Détail que les guides oublient : ton client, c'est le lieu, pas la salle. Quelle que soit la forme de ta rémunération — cachet déclaré au GUSO, facturation en indépendant — c'est le patron ou l'organisateur qui te paie, donc la politique de demandes se négocie avec lui, pas à 2 h du matin devant une cabine. Ton set est d'ailleurs un objet professionnel à part entière : Electronic Music Factory, une initiative de la Sacem, explique comment le déclarer pour que les droits reviennent aux auteurs joués.
Et quand ce n'est plus une nuisance mais une question de sécurité ?
Pour une partie des DJ, et de façon disproportionnée pour les femmes, la personne accoudée à la cabine n'est pas une gêne : c'est un risque. Et la cabine est le seul endroit de la salle qu'on ne peut pas quitter.
Le milieu français commence à le documenter. Le manifeste Réinventer la Nuit, porté par l'association Consentis avec des DJ et des associations de lutte contre les violences sexistes et sexuelles en milieu festif, est né après la prise de parole de Paloma Colombe, le 20 juin 2023, sur le traitement sexiste subi lors d'un set parisien. Le texte s'appuie sur une étude Technopol × Act Right de 2022 — que nous n'avons pas consultée directement — pour avancer que 82 % des artistes femmes et personnes non binaires déclarent avoir rencontré des discriminations liées à leur genre. Le collectif publie une charte de bienveillance et des protocoles de sûreté.

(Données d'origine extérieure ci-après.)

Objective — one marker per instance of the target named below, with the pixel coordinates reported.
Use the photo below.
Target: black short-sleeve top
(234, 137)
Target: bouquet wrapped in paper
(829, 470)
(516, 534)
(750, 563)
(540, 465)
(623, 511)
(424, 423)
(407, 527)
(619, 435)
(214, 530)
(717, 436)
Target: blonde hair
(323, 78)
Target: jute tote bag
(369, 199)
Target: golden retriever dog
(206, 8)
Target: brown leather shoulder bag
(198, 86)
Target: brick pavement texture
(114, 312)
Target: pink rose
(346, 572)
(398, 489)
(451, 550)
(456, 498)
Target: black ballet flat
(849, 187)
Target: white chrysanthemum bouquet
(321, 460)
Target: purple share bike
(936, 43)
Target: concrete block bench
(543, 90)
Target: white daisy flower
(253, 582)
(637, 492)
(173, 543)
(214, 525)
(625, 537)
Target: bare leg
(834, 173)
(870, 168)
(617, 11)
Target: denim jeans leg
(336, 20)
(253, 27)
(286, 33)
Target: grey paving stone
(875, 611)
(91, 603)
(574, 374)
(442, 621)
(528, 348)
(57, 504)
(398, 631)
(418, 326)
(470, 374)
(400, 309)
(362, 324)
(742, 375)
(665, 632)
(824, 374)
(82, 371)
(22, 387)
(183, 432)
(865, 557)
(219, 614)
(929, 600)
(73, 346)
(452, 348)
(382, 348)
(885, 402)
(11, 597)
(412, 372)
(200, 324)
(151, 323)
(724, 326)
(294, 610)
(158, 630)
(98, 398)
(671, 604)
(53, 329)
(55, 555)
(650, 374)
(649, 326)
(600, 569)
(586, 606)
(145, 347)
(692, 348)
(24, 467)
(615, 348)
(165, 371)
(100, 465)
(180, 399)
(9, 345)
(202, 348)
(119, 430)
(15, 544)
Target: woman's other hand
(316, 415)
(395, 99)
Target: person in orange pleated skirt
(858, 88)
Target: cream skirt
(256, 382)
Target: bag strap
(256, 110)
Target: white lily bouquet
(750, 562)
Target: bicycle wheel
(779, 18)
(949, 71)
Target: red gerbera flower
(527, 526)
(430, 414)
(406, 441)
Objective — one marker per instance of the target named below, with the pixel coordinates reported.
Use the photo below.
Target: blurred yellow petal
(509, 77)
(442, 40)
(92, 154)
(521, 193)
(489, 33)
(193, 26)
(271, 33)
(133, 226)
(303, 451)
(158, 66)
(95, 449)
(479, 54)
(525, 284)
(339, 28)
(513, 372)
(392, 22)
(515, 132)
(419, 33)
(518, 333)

Ce chiffre porte sur les discriminations de genre dans le métier, pas sur les demandes de morceaux, et il ne faut pas lui faire dire autre chose. Ce qui se transpose, c'est la structure : une salle sombre, bruyante, alcoolisée, où l'on signale peu, et un DJ immobile quatre heures au même endroit.
Donc l'étape 5 n'est pas de l'administratif : pour certains c'est tout l'intérêt du système, et ça a sa place dans la fiche technique. Et un point de dépôt qui journalise les demandes laisse une trace horodatée de ce qui a été demandé, et par qui — ce qu'un échange verbal ne fait jamais.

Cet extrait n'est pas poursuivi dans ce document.